Harvard School of Dental Medicine has discovered the secret behind an herb used in Chinese herbal medicine. The herb commonly known as Chang Shan, is a type of hydrangea with a bioactive ingredient that can treat autoimmune disorders. This is not the first time a Chinese herb has been found to have chemical constituents with significant health benefits. Most drugs today have their origins in phyto or plant chemicals.
Chinese medicine has been using plants, insects, fish and shell fish for more than 2,000 years to treat mankind’s illnesses. Learning the secrets behind the power of these herbs is still an emerging field and scientists are continually learning how various herbal compounds in plants block or stimulate pathways in the body, triggering other reactions.
In this case, the hydrangea plant contains halofuginone (HF) a compound which blocks the development of a harmful class of immune cells called TH17 cells. These cells have many implications in autoimmune disorders.
“HF prevents the autoimmune response without dampening immunity altogether,” said Malcolm Whitman, a professor of developmental biology at Harvard School of Dental Medicine and senior author on the new study. “This compound could inspire novel therapeutic approaches to a variety of autoimmune disorders.”
Traditional Chinese Medicine is proving more amazing everyday.
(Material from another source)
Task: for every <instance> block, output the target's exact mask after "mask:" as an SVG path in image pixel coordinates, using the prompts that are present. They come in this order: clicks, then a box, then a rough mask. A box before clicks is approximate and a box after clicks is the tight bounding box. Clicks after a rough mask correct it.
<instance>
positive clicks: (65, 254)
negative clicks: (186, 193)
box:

This study involved an interdisciplinary team of researchers at Harvard-affiliated and Massachuetts General Hospital and published in Nature Chemical Biology, Febuary 2012.
Prior research had shown that HF reduced scarring in tissue, scleroderma (a tightening of the skin), multiple sclerosis, scar formation, and even cancer progression. “We thought HF must work on a signaling pathway that had many downstream effects,” said Keller.
Recognized only since 2006, Th17 cells are “bad actors,” implicated in many autoimmune diseases such as inflammatory bowel disease (IBS), rheumatoid arthritis (RA), multiple sclerosis (MS), and psoriasis. The researchers found that minute doses of HF reduced multiple sclerosis in a mouse model. As such, it was one of a new arsenal of drugs that selectively inhibits autoimmune pathology without suppressing the immune system globally.
This research was funded by the National Institutes of Health and Harvard University.